As his teenage years unravel and his maturity starts to develop a flightless bird, a peacock, appears before his eyes as he discusses what he would do with the gold he plans to take from Pilate. His previous actions, that of a peacock, shows that his vanity is one of the main things that holds him down, as Morrison writes, 'Too much tail. All that jewelry weighs it down. Like vanity. Can't nobody fly with all that shit. Wanna fly, you gotta give up the shit that weighs you down' (page 179). This is a reflection of how Milkman takes everything for granted and lavishes himself in the riches that he feels he deserves. Just as a male peacock's majestic feathers hold him down, Milkman's vanity holds him back from realizing who he really is and being able to fly. Vanity is like unnecessary jewelry. It creates a sense of greed within the holder.

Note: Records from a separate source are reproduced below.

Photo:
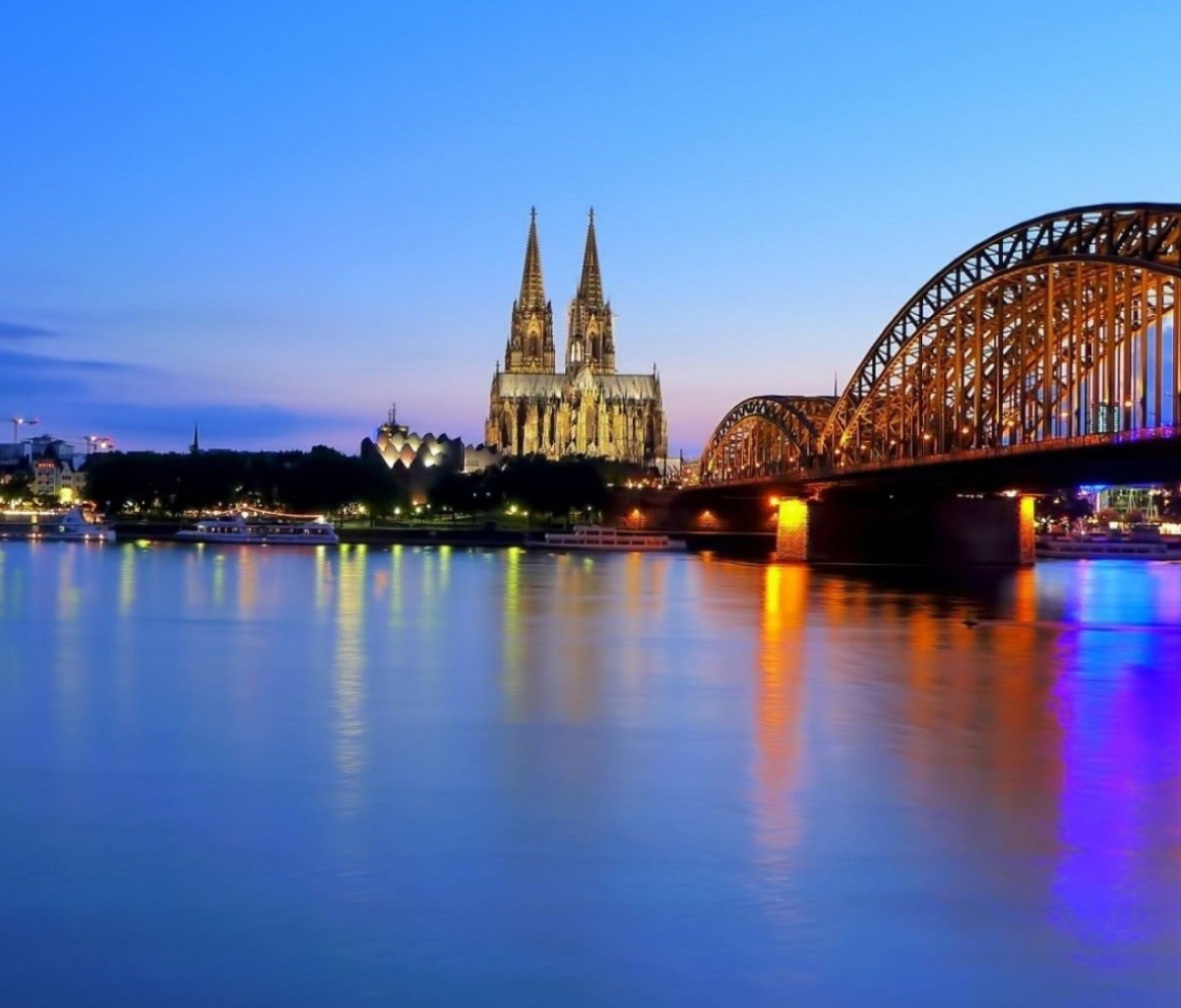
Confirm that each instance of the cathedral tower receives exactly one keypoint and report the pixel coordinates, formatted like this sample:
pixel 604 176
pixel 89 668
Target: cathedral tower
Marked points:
pixel 590 340
pixel 530 346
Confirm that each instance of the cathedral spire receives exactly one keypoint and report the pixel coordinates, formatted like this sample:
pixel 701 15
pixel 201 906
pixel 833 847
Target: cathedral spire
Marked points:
pixel 532 290
pixel 530 346
pixel 590 283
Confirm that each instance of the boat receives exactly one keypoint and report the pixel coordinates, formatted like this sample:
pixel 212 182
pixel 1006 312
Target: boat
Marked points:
pixel 69 526
pixel 235 529
pixel 596 536
pixel 1143 543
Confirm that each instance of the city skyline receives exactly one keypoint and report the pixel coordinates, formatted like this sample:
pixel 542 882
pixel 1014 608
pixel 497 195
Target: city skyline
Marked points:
pixel 279 251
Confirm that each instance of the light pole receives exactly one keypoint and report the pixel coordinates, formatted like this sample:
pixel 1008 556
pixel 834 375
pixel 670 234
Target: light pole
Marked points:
pixel 17 420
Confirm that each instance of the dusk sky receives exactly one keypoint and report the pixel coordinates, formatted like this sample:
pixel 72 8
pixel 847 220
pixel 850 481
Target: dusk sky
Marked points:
pixel 277 219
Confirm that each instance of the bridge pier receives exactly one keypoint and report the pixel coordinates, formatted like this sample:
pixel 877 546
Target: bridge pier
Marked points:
pixel 791 531
pixel 963 531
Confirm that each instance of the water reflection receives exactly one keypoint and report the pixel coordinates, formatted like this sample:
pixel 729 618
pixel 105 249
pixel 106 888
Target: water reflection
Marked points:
pixel 778 695
pixel 742 770
pixel 348 683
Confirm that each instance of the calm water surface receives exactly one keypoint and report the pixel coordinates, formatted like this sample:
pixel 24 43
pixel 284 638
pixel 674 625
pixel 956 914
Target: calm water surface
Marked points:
pixel 431 777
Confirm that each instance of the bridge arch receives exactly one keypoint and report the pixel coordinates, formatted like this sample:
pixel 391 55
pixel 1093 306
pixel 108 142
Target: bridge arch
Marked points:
pixel 765 436
pixel 1064 326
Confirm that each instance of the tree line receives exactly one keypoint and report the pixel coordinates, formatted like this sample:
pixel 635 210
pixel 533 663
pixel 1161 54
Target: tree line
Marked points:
pixel 322 481
pixel 326 481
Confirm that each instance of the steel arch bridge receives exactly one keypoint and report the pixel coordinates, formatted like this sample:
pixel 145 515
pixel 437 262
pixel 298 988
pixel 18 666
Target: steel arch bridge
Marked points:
pixel 766 436
pixel 1062 331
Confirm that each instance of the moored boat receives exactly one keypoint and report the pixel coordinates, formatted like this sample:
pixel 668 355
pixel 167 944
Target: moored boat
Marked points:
pixel 69 526
pixel 1101 546
pixel 235 529
pixel 595 536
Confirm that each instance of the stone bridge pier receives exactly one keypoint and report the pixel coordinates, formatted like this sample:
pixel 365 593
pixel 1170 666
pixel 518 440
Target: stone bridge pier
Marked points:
pixel 962 531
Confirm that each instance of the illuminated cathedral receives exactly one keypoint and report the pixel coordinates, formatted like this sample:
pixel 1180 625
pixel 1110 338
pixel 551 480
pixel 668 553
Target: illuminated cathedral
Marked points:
pixel 590 409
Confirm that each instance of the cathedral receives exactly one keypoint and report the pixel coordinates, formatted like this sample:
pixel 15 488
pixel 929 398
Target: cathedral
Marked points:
pixel 590 409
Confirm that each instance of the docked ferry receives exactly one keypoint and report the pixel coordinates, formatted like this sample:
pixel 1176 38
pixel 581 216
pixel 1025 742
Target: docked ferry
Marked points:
pixel 70 526
pixel 595 536
pixel 235 529
pixel 1141 545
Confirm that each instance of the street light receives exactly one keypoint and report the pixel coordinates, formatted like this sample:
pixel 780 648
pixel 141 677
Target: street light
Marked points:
pixel 17 420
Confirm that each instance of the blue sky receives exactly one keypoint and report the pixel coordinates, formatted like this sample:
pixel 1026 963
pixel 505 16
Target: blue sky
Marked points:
pixel 277 218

As Milkman grows and matures and goes on his “ journey”, similar to how Oddesus in the Iliad and the Odyssey tries to find his way back home. During his journey his journey on the way to Pittsburg he as a dream of flight once more. Now in his adulthood, in his twenties, this dream foreshadows that he is maturing and approaching the day he could finally learn to fly. The airplane flight to Pittsburgh 'exhilarated' (page 220) him. Another 'flight', but he is not the one who actually flies, it's the airplane which carries him. This symbolizes that Milkman is approaching his actual flight, and his decision to go alone to the South brings him onto the path leading to maturity
His search and growth for knowledge shows his path to flight. Literally, without knowing his family history and where he really belongs to, Milkman's spiritual world is hollow and hopeless, especially when considering that almost everyone nears him wants his 'living life' (Page 222) the whole time. He therefore leads an aimless and irresponsible life. However, after his journey to the South helps him find out his heritage, he really becomes mature and starts to reflect on himself and take responsibility. This time, he can finally fly. Figuratively, Milkman finds out that he is the kid of the flying Solomon after he goes to the South. Before knowing that, he is not able to fly. But this fact actually symbolizes his family heritage Since the 'flying' derives from the African folklore illustrating that African people could fly, the fact about Solomon symbolizes African American culture in a broader sense.